Now, new studies are coming out showing that, while the 5c is doing okay, it’s probably not the mid-range market cure-all that Apple had hoped it would be. AppleInsider today pointed to a study from Piper Jaffray that showed consumers are much more interested in picking up an iPhone 5s than the 5c. Fully one-third of Piper’s surveyed consumers said they plan to pick up a 5s in the next three months, while only six percent said they intended to buy an iPhone 5c.
Keeping things in perspective, that amounts to nearly 40 percent of prospective U.S. smartphone buyers looking at picking up an iPhone in the next three months. Again: Apple’s iPhone 5s/iPhone 5c conundrum is a good problem to have.
So what is Apple to do? Over at 9to5Mac, they’re betting that the iPhone 5c will be a one-off: that Apple will “revert to its former strategy this year: launch the iPhone 6, and retain the iPhone 5s as the lower-cost option – with plastic being consigned to iPhone history.” That, of course, doesn’t address Apple’s strategy of keeping three levels of iPhone on the market: this year’s model at the high-end, last year’s model for the mid-range, and the two-year-old model for the low-end.
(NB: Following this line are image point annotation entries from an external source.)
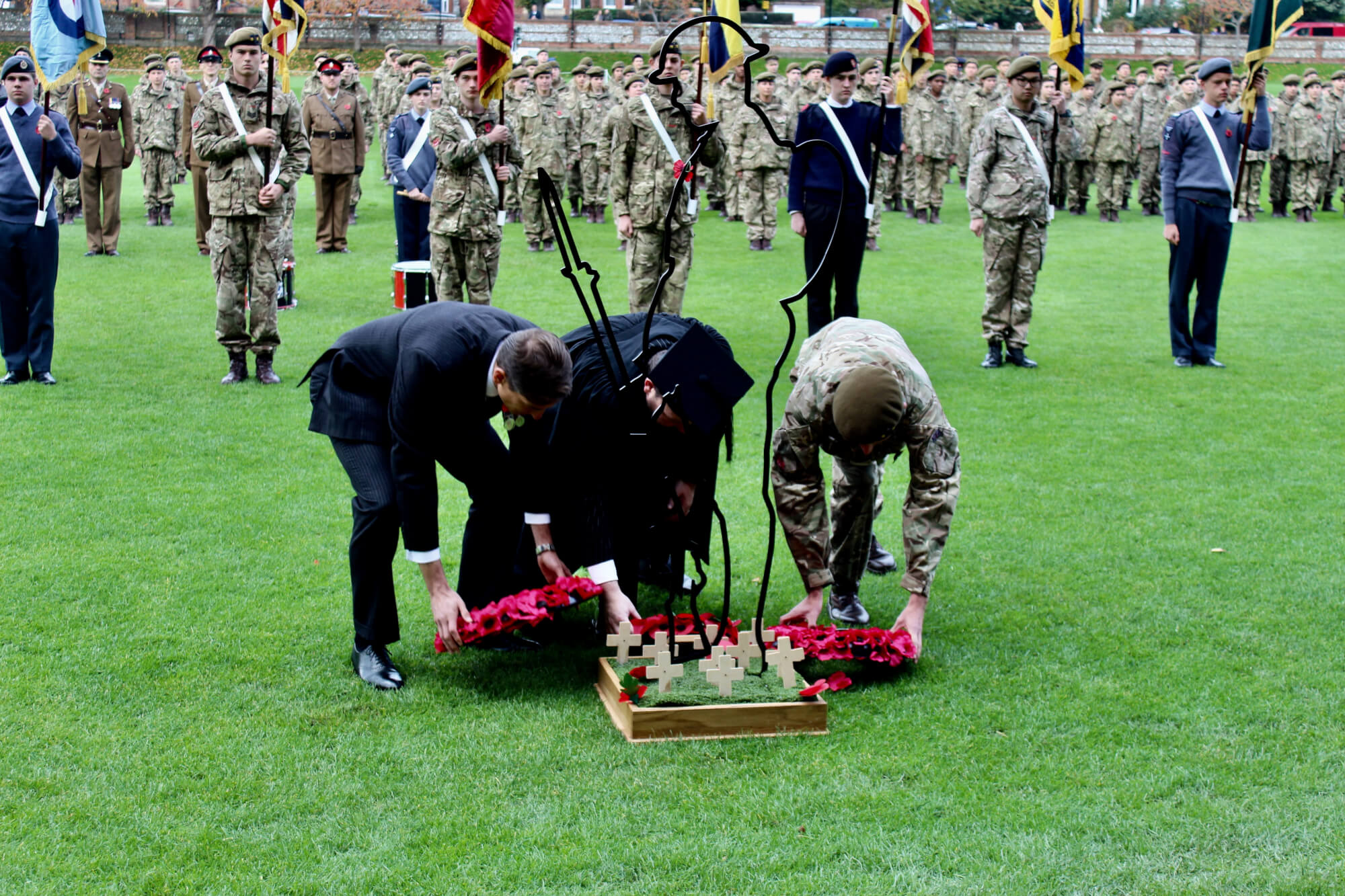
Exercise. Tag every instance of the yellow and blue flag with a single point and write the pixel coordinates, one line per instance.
(64, 36)
(1065, 22)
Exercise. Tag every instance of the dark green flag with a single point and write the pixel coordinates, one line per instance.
(1270, 19)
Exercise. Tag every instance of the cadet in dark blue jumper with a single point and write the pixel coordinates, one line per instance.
(816, 182)
(412, 162)
(1199, 205)
(29, 241)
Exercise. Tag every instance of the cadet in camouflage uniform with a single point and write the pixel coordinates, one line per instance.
(861, 396)
(1112, 143)
(761, 163)
(465, 233)
(644, 178)
(1153, 99)
(1009, 206)
(1308, 149)
(548, 138)
(157, 118)
(933, 145)
(248, 218)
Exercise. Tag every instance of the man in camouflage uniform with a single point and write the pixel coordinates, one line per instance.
(644, 179)
(761, 163)
(465, 232)
(157, 119)
(861, 396)
(1153, 99)
(548, 138)
(248, 210)
(933, 145)
(1008, 201)
(1112, 143)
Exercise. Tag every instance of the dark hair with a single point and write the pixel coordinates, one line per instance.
(537, 365)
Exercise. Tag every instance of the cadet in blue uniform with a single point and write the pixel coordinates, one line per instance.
(29, 241)
(1198, 206)
(817, 178)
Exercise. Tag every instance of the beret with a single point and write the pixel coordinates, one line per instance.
(839, 64)
(1024, 64)
(1215, 67)
(244, 38)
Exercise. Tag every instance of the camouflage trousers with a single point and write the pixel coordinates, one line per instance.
(931, 175)
(1305, 184)
(645, 264)
(1013, 253)
(245, 256)
(1112, 185)
(761, 190)
(159, 174)
(457, 263)
(537, 225)
(1081, 178)
(1151, 178)
(856, 503)
(1252, 189)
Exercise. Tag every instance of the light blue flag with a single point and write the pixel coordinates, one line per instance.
(65, 34)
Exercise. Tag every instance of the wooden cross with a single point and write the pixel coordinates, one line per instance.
(783, 658)
(665, 670)
(623, 641)
(724, 674)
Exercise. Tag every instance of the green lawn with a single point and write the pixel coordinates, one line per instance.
(1104, 705)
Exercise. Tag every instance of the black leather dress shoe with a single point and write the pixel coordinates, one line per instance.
(375, 666)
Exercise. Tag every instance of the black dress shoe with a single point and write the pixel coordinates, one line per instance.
(375, 666)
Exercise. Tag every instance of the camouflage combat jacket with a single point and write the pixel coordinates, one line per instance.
(233, 181)
(463, 204)
(644, 173)
(809, 430)
(155, 116)
(1003, 181)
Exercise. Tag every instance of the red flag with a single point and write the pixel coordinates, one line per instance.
(493, 24)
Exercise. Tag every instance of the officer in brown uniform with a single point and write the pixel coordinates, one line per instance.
(209, 61)
(337, 135)
(107, 138)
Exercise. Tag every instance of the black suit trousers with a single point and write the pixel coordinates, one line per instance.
(28, 287)
(843, 266)
(490, 540)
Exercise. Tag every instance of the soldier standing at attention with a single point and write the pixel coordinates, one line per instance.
(861, 396)
(107, 139)
(645, 174)
(1153, 99)
(548, 138)
(761, 163)
(465, 232)
(1112, 142)
(337, 140)
(157, 119)
(248, 201)
(1200, 169)
(933, 145)
(208, 61)
(1008, 198)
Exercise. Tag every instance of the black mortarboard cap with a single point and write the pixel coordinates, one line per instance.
(701, 381)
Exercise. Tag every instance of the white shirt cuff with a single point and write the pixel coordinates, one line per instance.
(603, 572)
(423, 556)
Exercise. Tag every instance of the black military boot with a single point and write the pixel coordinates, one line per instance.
(237, 368)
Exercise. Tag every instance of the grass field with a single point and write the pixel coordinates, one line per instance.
(1104, 705)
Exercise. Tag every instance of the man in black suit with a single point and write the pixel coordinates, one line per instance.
(623, 475)
(401, 393)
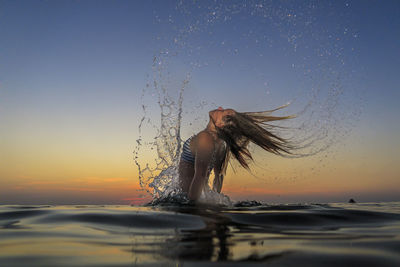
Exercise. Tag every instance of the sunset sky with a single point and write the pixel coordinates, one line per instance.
(73, 73)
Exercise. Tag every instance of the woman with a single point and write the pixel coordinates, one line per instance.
(227, 134)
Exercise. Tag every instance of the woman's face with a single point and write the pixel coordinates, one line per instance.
(217, 116)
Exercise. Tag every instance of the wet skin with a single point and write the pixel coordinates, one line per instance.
(209, 150)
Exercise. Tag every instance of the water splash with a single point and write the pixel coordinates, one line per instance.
(212, 36)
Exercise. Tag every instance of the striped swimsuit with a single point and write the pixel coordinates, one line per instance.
(186, 152)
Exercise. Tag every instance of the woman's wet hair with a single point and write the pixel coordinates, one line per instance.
(242, 128)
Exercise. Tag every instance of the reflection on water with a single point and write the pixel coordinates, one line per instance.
(329, 235)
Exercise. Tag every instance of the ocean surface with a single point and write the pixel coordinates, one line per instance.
(247, 234)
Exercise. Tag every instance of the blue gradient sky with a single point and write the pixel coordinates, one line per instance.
(72, 74)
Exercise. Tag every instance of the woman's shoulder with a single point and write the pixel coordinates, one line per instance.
(204, 138)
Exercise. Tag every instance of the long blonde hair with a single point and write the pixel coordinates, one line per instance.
(242, 128)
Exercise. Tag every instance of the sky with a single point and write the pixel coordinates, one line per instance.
(74, 76)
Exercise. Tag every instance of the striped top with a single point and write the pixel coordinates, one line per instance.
(186, 152)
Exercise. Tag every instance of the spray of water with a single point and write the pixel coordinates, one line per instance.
(209, 34)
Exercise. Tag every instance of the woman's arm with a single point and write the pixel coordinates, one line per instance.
(204, 152)
(218, 180)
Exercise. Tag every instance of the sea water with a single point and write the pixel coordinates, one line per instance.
(246, 234)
The smart money is on Cupertino staying the course. The company’s stock would likely take a significant hit were it to admit that it can’t figure out how to offer a low-cost, high-margin handset, and that is exactly what Apple is going for with the 5c. We may be more likely to see Apple push out an iPhone 6 for the high end, tuck the iPhone 5s into a plastic casing for the mid-range, and keep the iPhone 5c around in order to address the low end of the market.
Given Apple’s notorious secretiveness, though, it’s nigh impossible to know what the iPhone maker will do. Much of the pontificating on future Apple handsets is based on the notion that Apple should be in crisis mode. That’s a bit silly, though, in light of the fact that January saw Apple reporting its strongest quarterly earnings ever, with $13.1 billion in profit off $57.6 billion in revenue.
What’s more: 56 percent of that revenue was driven by the iPhone. Apple sold 51 million iPhone 5s, 5c, and 4s units in the quarter, four million more than it sold for the same quarter in 2012. One more time, with feeling: good problem to have.